Extract Precisions with tabular

This notebook requires tabula-py and Java to be installed.

It uses tabular to extract the RV precision from the appendix table of the previous paper docs/Figueira_etal_2016.pdf.


In [ ]:
import sys

import pandas as pd
import tabula
from tabula import read_pdf

# Tabular needs java 6 or 7!
# This is a hack may not work everywhere.
# I included it because my system java is version 9.
# You will need to point to own location of java.
# https://stackoverflow.com/questions/31414041/how-to-prepend-a-path-to-sys-path-in-python

# May need to manually prepend java location
# using export to PATH before launching jupyter

sys.path = ["/opt/java/jre1.7.0_79/bin"] + sys.path

In [ ]:
# Specify paper
paper = "../Figueira_etal_2016.pdf"
pages = [15, 16, 17]

In [ ]:
# Read in the table from the pdf
df = read_pdf(paper, pages=pages, guess=True)

In [ ]:
# There is an extra line of headings which need removed.
# There is also a couple more futher in the data from 
# the top of each table as it spans 3 pages.
df.head()

In [ ]:
# Remove mistakenly added title rows
# Easily done beacuse they do not start with "M"
df = df[df.Simulation.str.startswith("M")]
df.head()

In [ ]:
# Format the column names
print(df.columns)
df.columns = df.columns.str.replace(" ", "_")
df.columns = df.columns.str.replace("σ", "")
df.columns = df.columns.str.replace("(", "")
df.columns = df.columns.str.replace(")", "")
df.columns = df.columns.str.replace(".", "")
df.columns

In [ ]:
# Turing RV precision values to floats
print("Before:\n", df.dtypes)

df["RV_Cond_1"] = df.RV_Cond_1.astype(float)
df["RV_Cond_2"] = df.RV_Cond_2.astype(float)
df["RV_Cond_3"] = df.RV_Cond_3.astype(float)

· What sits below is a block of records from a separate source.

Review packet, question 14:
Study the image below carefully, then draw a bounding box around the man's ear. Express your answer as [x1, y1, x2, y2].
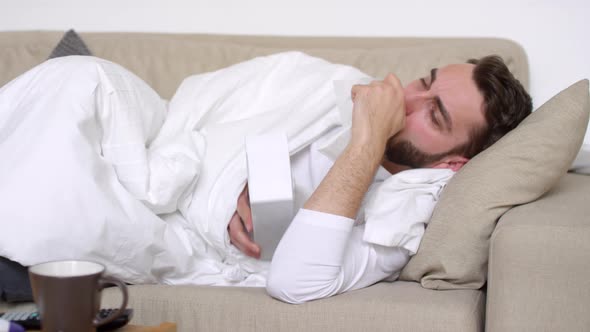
[430, 155, 469, 172]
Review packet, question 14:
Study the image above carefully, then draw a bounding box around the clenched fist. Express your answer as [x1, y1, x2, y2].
[349, 74, 406, 153]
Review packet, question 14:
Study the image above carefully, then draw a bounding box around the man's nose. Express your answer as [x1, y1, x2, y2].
[404, 91, 424, 116]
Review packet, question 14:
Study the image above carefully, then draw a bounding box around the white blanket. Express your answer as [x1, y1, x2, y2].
[0, 53, 366, 286]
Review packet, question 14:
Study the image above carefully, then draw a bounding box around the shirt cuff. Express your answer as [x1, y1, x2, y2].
[293, 209, 354, 232]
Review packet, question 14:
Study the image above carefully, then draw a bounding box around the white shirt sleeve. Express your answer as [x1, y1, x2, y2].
[266, 209, 409, 303]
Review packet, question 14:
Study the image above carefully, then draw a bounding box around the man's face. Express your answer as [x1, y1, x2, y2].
[386, 64, 485, 167]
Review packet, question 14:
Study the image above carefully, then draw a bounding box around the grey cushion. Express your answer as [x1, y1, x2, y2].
[49, 30, 92, 59]
[0, 257, 33, 302]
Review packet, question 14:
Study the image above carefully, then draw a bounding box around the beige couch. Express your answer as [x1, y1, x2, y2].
[0, 32, 590, 331]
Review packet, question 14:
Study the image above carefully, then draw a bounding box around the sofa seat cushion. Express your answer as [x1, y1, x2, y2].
[0, 281, 485, 332]
[486, 174, 590, 332]
[103, 282, 485, 332]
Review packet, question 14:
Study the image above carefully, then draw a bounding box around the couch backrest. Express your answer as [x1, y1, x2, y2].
[0, 31, 529, 99]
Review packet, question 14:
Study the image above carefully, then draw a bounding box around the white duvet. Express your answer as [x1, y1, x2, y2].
[0, 52, 366, 286]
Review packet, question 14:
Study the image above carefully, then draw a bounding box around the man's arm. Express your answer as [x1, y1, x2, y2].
[304, 74, 405, 219]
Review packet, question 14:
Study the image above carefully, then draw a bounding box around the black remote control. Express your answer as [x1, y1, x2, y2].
[0, 308, 133, 332]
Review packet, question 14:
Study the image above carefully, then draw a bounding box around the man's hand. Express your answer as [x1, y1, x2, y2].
[350, 74, 406, 153]
[227, 185, 260, 258]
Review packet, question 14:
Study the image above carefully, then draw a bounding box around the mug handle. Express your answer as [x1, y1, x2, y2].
[92, 277, 129, 327]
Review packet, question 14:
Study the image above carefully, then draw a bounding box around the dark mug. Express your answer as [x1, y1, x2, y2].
[29, 260, 128, 332]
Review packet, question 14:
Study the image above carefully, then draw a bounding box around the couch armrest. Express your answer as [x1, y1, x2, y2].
[486, 174, 590, 332]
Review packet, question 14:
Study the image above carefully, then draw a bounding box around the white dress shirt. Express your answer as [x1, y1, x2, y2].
[266, 129, 410, 303]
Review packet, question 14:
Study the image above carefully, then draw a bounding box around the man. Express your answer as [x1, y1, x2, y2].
[228, 56, 532, 303]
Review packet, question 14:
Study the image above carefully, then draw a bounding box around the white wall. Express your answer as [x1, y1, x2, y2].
[0, 0, 590, 143]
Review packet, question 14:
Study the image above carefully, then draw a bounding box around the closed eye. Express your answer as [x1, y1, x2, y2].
[430, 107, 442, 130]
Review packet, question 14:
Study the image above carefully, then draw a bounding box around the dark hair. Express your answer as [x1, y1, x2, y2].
[453, 55, 533, 158]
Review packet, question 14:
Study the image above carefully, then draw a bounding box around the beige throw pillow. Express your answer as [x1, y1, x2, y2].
[400, 80, 590, 289]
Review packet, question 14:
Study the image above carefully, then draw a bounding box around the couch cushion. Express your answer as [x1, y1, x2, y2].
[400, 80, 590, 289]
[0, 281, 485, 332]
[486, 174, 590, 332]
[0, 31, 528, 99]
[103, 282, 485, 332]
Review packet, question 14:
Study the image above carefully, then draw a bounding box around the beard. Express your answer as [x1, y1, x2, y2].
[385, 136, 448, 168]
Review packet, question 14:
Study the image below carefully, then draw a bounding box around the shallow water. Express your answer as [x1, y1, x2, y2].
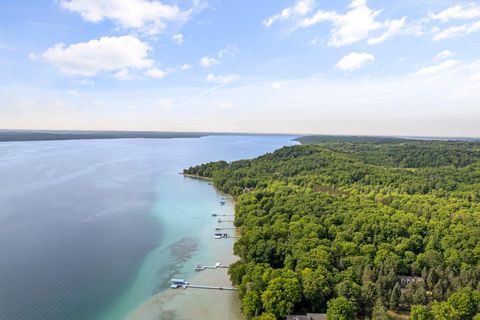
[0, 136, 293, 320]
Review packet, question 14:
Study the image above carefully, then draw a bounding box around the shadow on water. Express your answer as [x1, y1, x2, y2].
[152, 237, 198, 295]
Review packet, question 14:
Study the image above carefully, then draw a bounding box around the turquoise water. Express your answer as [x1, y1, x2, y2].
[0, 136, 293, 320]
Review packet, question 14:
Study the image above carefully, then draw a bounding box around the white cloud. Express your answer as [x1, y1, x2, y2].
[200, 45, 239, 68]
[37, 36, 153, 77]
[219, 101, 236, 109]
[415, 60, 459, 76]
[172, 33, 184, 45]
[263, 0, 315, 27]
[206, 73, 240, 84]
[433, 21, 480, 41]
[74, 79, 95, 86]
[368, 17, 407, 44]
[58, 0, 201, 35]
[217, 45, 239, 59]
[200, 56, 220, 68]
[113, 69, 135, 81]
[430, 3, 480, 22]
[335, 52, 375, 71]
[143, 68, 167, 79]
[272, 81, 287, 90]
[297, 0, 406, 47]
[435, 50, 455, 61]
[68, 89, 82, 97]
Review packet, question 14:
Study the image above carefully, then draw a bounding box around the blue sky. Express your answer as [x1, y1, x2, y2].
[0, 0, 480, 136]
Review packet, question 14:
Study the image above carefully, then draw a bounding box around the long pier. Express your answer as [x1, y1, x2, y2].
[185, 284, 237, 291]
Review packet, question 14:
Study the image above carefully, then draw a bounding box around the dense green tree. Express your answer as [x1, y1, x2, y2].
[262, 270, 302, 317]
[242, 291, 262, 319]
[254, 313, 277, 320]
[447, 288, 480, 319]
[388, 283, 402, 310]
[327, 297, 357, 320]
[432, 301, 462, 320]
[410, 305, 433, 320]
[301, 267, 331, 311]
[372, 299, 388, 320]
[185, 137, 480, 320]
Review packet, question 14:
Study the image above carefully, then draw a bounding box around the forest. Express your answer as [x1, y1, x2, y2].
[184, 136, 480, 320]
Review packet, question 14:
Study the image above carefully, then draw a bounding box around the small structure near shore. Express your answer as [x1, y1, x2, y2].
[215, 232, 228, 239]
[170, 279, 237, 290]
[170, 279, 188, 289]
[285, 313, 327, 320]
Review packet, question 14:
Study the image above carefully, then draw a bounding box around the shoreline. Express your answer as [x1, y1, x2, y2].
[179, 172, 214, 181]
[125, 182, 245, 320]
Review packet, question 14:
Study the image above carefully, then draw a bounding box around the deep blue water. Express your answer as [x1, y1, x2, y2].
[0, 136, 293, 320]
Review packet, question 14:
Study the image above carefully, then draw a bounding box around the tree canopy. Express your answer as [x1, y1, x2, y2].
[185, 137, 480, 320]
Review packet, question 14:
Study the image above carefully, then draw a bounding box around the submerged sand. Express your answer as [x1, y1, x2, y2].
[126, 191, 244, 320]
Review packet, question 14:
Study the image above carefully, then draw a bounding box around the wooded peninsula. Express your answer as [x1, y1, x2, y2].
[184, 137, 480, 320]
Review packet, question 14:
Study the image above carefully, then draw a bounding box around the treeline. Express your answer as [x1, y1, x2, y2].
[185, 140, 480, 320]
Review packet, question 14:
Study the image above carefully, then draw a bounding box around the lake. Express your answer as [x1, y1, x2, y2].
[0, 136, 295, 320]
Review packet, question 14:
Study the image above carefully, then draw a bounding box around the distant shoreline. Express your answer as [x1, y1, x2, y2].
[0, 130, 209, 142]
[0, 129, 298, 142]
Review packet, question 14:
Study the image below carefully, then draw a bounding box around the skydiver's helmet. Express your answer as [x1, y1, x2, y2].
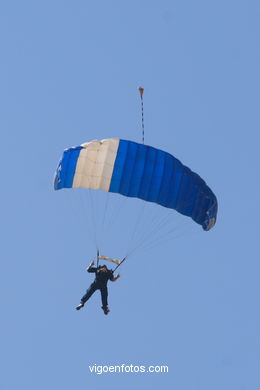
[98, 264, 108, 271]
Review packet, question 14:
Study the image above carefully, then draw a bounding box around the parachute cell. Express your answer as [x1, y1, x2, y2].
[54, 138, 217, 230]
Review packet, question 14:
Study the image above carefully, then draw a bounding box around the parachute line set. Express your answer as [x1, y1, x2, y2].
[54, 87, 218, 268]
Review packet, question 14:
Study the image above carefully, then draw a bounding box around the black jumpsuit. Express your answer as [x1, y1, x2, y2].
[81, 267, 113, 308]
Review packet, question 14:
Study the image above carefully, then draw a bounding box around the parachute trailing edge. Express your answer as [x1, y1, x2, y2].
[54, 138, 218, 230]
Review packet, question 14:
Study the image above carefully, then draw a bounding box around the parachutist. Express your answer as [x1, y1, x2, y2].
[76, 261, 120, 314]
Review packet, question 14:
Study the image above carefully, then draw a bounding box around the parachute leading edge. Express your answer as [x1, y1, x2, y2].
[54, 138, 218, 230]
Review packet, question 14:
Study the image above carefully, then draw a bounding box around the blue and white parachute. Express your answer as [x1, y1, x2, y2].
[54, 138, 218, 230]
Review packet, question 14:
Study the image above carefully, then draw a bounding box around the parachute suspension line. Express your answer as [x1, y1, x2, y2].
[139, 87, 144, 144]
[88, 189, 98, 251]
[113, 256, 127, 272]
[97, 249, 99, 268]
[126, 198, 146, 257]
[99, 192, 109, 248]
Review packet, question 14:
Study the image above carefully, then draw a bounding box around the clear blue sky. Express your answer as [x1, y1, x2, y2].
[0, 0, 260, 390]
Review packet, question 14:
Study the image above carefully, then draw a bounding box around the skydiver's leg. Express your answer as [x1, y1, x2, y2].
[100, 286, 109, 314]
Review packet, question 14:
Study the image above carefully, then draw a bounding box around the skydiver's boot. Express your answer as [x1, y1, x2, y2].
[102, 306, 110, 315]
[76, 302, 84, 310]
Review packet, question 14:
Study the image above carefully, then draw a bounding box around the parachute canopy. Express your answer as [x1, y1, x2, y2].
[54, 138, 218, 230]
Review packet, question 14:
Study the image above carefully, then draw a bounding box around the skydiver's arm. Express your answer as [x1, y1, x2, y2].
[86, 261, 96, 272]
[110, 274, 120, 282]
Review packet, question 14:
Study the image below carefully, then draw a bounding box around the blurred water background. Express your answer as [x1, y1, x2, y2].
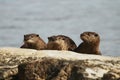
[0, 0, 120, 56]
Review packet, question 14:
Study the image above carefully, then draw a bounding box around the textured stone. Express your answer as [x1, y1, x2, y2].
[0, 48, 120, 80]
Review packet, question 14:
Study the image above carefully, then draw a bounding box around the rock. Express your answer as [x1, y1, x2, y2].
[0, 48, 120, 80]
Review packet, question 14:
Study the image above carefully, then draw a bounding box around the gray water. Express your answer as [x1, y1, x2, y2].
[0, 0, 120, 56]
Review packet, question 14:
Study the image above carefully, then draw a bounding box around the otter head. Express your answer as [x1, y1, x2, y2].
[80, 32, 100, 44]
[48, 35, 76, 50]
[24, 34, 39, 44]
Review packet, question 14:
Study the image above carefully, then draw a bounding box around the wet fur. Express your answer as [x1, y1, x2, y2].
[74, 32, 101, 55]
[47, 35, 77, 51]
[21, 34, 47, 50]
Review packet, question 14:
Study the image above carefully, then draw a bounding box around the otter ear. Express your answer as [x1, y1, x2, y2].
[24, 35, 26, 38]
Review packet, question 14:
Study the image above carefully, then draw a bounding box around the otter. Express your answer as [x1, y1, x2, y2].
[20, 33, 47, 50]
[47, 35, 77, 51]
[74, 32, 101, 55]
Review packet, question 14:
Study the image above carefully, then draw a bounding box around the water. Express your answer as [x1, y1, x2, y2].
[0, 0, 120, 56]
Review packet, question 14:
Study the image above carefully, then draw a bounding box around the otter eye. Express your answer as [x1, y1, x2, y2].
[36, 34, 39, 37]
[95, 34, 98, 37]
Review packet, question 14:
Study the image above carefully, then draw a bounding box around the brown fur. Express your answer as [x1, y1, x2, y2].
[47, 35, 77, 51]
[21, 34, 47, 50]
[74, 32, 101, 55]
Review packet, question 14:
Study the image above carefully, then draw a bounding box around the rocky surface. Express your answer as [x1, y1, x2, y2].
[0, 48, 120, 80]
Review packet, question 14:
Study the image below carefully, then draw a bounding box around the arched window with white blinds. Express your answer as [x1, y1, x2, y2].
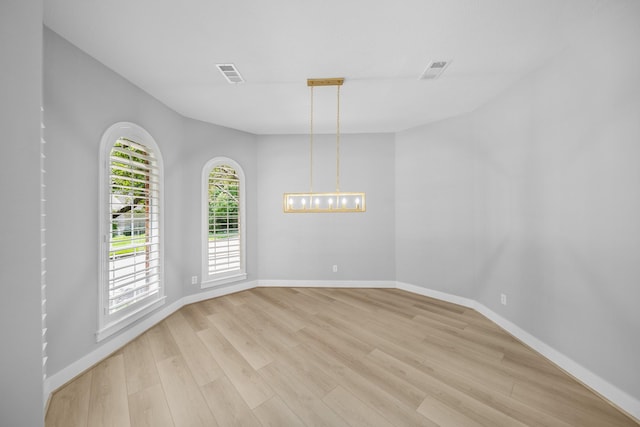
[201, 157, 247, 288]
[98, 123, 164, 340]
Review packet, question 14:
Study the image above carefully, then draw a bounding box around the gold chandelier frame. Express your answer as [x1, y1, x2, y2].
[282, 77, 366, 213]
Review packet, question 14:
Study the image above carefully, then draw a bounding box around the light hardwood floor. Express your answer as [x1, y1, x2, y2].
[46, 288, 638, 427]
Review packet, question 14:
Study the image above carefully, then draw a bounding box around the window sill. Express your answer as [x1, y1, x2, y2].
[200, 273, 247, 289]
[96, 296, 167, 342]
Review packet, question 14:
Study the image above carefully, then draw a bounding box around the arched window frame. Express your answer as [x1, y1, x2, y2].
[200, 157, 247, 288]
[96, 122, 166, 341]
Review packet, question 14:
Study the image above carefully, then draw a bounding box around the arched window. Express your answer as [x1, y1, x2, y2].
[201, 157, 247, 288]
[97, 122, 164, 340]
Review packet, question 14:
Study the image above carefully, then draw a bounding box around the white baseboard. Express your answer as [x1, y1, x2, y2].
[258, 280, 396, 288]
[44, 280, 640, 420]
[397, 282, 640, 420]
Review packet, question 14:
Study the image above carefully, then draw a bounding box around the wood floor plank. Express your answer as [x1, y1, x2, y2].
[236, 304, 299, 354]
[368, 349, 525, 427]
[122, 334, 160, 394]
[259, 363, 348, 427]
[145, 321, 181, 363]
[45, 370, 93, 427]
[87, 354, 131, 427]
[158, 356, 218, 427]
[198, 326, 273, 409]
[253, 395, 306, 427]
[299, 330, 436, 427]
[202, 375, 261, 427]
[45, 288, 640, 427]
[164, 311, 222, 385]
[207, 313, 273, 370]
[278, 346, 338, 398]
[322, 386, 393, 427]
[418, 396, 483, 427]
[129, 383, 174, 427]
[180, 304, 209, 332]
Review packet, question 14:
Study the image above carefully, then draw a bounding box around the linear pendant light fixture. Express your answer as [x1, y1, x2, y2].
[283, 78, 366, 213]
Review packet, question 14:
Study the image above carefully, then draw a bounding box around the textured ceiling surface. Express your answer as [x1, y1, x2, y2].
[44, 0, 604, 134]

print("\nAfter:\n", df.dtypes)

In [ ]:
# Add units to headers to save
hdr = df.columns
new_header = [
    hdr[0],
    hdr[1] + "[m/s]",
    hdr[2] + "[m/s]",
    hdr[3] + "[m/s]",
]  # Adjust header to save results
new_header

In [ ]:
# Save Results to file
f = "../../data/precision_figueira_2016.dat"

df.to_csv(f, mode="w", sep="\t", float_format="%6.2f", header=new_header, index=False)

In [ ]:
# Check read in
newdf = pd.read_csv(f, sep="\t")

newdf.head()

This has successfully imported the precision value from the Figueira et al. (2016) appendix.